Can I use equity in a home as a mortgage deposit?

Eligible borrowers can use their home equity to unlock a new source of funds, all from the value of their current property.
Ava Crawford
Written by
Ava Crawford
Imogen Baxter
Reviewed by
Imogen Baxter
Last updated
May 17, 2024
0 minute read
Table of contents
Exterior of a home with a tree the equity in which can be used for a home deposit

Homeowners have a unique real estate trick up their sleeves that can help them afford life’s biggest investments, from paying a cash deposit on a second property to refinancing a home loan for better interest rates.  

The trick? Eligible borrowers can use their home equity to unlock a new source of funds, all from the value of their current property.

So what is home equity? And how can you use equity in Australia as a home loan deposit?

What is home equity?

Home equity is the value of your financial interest in your home. It takes the current value of your home and subtracts any debt obligations you have against it, such as a home loan.

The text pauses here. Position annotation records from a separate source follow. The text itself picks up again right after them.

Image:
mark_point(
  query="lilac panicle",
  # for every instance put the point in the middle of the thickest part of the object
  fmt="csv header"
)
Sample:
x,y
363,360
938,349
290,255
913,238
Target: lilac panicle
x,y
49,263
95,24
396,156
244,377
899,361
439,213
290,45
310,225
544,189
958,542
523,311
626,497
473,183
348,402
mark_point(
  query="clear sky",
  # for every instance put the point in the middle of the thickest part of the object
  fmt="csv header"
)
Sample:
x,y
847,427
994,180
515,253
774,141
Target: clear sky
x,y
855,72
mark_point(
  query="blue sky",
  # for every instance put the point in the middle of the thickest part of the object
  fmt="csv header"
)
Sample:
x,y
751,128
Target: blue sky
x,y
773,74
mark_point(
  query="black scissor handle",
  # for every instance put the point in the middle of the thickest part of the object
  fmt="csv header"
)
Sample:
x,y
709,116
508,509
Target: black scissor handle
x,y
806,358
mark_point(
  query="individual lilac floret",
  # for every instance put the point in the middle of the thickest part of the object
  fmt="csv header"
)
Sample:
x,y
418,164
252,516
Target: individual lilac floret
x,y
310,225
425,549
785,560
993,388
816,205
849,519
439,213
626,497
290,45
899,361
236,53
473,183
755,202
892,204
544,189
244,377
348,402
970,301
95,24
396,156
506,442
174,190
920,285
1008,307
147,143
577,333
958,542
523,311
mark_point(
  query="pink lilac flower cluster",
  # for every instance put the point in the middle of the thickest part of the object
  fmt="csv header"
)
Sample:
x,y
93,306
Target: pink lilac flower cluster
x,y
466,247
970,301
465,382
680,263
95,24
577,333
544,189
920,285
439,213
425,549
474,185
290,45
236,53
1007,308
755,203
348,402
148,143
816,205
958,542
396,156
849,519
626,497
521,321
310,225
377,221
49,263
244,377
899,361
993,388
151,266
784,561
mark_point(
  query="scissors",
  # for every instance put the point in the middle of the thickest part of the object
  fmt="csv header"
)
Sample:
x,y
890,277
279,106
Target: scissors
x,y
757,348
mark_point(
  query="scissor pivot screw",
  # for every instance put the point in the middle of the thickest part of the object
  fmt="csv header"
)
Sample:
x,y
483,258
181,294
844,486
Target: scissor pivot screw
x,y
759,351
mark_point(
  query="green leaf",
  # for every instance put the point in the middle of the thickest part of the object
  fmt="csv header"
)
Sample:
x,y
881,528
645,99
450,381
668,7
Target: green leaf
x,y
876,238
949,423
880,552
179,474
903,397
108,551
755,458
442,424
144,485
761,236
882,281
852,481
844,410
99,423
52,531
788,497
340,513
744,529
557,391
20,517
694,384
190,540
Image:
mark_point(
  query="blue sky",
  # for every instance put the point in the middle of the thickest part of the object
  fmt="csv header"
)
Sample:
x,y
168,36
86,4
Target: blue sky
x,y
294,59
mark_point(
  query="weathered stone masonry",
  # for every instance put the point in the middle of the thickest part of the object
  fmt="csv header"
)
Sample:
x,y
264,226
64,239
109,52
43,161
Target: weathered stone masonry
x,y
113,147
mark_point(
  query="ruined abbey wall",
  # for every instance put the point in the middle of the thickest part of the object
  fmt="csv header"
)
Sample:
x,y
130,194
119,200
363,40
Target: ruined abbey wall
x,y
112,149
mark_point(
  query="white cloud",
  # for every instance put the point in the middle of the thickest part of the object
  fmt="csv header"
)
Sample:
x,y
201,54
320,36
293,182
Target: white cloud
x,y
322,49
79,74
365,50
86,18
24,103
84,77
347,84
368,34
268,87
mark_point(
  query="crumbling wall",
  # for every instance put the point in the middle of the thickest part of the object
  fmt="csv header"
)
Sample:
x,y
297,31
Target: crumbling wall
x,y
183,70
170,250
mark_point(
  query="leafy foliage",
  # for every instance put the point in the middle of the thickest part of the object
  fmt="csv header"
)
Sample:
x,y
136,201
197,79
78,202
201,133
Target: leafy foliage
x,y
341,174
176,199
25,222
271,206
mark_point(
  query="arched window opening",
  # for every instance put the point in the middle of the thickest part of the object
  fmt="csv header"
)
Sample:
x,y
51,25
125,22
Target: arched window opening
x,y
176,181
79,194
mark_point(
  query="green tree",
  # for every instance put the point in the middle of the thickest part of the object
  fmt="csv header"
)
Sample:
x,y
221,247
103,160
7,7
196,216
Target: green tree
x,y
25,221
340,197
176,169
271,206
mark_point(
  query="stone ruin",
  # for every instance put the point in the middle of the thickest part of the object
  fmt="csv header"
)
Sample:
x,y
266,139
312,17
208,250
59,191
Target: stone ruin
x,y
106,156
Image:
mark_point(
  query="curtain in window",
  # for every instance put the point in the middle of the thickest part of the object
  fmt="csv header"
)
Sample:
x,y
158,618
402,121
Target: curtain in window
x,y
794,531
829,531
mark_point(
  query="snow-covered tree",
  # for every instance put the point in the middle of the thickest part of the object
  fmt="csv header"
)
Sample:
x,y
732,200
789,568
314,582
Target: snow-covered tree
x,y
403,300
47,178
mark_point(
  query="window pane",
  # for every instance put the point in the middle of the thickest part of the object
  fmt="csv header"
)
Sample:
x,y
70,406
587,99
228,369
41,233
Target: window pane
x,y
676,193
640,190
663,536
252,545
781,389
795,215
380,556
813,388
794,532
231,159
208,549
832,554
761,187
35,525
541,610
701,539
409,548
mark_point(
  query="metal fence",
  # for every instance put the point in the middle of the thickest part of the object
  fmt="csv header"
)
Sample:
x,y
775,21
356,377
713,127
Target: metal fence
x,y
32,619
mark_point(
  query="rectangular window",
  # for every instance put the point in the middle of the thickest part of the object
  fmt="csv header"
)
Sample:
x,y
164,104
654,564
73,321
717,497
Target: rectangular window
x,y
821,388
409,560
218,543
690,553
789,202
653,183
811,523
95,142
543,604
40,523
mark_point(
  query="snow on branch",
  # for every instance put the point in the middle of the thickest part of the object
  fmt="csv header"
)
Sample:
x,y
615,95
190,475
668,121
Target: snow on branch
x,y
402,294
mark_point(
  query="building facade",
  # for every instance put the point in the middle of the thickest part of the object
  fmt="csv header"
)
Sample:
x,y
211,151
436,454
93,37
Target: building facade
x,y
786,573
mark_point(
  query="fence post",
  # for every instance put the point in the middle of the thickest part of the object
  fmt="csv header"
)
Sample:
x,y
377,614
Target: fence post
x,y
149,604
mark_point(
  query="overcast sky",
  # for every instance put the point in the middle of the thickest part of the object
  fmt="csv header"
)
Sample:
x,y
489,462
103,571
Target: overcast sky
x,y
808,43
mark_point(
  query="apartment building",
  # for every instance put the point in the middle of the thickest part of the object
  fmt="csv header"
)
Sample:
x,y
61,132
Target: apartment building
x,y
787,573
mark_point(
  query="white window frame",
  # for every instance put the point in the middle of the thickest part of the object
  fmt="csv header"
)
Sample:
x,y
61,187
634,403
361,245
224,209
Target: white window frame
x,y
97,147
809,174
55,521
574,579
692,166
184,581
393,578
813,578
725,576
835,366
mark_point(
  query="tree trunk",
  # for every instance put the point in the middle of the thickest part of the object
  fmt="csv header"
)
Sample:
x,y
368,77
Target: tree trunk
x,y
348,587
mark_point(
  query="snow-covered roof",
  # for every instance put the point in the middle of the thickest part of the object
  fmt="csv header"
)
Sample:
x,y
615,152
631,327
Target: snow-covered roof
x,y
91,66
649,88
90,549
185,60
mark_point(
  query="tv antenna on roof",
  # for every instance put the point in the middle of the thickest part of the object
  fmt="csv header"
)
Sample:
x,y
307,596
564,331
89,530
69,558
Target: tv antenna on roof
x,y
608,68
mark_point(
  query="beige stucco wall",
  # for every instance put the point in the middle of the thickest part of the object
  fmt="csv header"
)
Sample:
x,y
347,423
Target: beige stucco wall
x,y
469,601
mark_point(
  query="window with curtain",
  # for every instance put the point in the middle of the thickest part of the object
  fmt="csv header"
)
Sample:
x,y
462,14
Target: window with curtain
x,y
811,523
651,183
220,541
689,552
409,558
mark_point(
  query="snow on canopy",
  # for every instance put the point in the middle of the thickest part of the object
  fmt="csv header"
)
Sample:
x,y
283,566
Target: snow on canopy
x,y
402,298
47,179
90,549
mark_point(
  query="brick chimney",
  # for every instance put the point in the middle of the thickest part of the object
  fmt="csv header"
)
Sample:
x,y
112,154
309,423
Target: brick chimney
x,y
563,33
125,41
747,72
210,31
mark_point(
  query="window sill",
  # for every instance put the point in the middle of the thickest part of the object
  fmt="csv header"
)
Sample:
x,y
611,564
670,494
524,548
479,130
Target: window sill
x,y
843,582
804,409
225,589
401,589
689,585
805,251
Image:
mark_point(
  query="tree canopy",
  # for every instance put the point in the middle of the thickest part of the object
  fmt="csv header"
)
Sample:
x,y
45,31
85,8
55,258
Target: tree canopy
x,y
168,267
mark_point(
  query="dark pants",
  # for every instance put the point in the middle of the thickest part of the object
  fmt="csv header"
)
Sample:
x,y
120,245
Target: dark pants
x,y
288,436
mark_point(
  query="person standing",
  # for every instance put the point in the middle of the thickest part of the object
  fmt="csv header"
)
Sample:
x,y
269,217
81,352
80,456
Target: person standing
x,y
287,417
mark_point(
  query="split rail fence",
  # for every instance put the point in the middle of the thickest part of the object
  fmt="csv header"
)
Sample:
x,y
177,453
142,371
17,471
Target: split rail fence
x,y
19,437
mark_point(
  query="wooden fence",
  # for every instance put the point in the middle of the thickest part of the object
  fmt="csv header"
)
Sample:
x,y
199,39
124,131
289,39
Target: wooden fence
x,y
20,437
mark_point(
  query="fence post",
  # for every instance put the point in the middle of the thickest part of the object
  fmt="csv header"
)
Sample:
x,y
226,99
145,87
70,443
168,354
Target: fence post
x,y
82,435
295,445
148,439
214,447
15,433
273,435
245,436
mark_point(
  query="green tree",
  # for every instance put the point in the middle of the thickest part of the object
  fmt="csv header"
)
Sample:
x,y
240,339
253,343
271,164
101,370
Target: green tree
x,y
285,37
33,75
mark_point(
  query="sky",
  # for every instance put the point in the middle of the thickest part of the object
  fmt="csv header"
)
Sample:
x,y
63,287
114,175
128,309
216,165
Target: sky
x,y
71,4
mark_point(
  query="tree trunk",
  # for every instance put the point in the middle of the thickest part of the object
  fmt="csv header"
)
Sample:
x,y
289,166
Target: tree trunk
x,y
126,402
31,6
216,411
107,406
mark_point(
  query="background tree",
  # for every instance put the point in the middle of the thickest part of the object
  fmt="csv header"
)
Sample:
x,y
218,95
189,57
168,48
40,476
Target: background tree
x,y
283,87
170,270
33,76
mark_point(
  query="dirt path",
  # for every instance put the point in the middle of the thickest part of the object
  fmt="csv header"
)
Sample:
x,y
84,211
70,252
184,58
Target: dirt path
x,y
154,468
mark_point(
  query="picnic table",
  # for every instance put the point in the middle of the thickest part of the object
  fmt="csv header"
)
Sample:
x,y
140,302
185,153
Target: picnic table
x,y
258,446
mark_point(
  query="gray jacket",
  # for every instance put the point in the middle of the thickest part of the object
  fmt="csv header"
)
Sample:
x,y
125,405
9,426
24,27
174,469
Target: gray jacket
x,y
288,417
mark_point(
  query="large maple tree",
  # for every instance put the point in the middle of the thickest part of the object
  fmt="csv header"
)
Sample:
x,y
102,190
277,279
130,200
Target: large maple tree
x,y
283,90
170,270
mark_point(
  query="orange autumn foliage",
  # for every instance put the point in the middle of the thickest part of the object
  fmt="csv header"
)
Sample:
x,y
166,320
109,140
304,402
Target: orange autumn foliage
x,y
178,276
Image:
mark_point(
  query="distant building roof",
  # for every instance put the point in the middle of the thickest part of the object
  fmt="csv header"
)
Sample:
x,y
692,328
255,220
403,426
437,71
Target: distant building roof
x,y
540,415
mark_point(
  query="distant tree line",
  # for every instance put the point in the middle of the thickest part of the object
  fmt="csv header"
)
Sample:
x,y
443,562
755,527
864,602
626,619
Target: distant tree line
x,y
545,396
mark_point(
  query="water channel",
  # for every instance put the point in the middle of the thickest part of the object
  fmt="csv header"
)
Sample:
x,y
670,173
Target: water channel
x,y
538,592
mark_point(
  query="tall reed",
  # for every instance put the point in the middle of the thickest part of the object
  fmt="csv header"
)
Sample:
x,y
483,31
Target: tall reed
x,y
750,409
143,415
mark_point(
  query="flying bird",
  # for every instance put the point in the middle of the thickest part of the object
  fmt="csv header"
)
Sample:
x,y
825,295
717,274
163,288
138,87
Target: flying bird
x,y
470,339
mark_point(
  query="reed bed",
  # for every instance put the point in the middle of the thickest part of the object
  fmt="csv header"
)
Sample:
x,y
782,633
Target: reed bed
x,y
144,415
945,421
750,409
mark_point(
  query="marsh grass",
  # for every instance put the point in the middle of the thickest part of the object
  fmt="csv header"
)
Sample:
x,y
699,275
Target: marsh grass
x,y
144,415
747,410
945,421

An easy way to think of equity is with this formula:

  • Equity = market value - loan balance

Home equity is different from your loan-to-value ratio, or LVR, which is the loan amount you’ve borrowed divided by the total value of the property.

  • LVR = loan balance/market value

Essentially, your LVR is the percentage of your property that you own, while your home equity is how much your ownership is worth. Use our loan-to-value ratio calculator to calculate your LVR.

An upfront home loan deposit helps establish your home equity and LVR by giving you an initial stake in your property. For instance, if you pay a 20% deposit, you have 20% in home equity and an 80% LVR.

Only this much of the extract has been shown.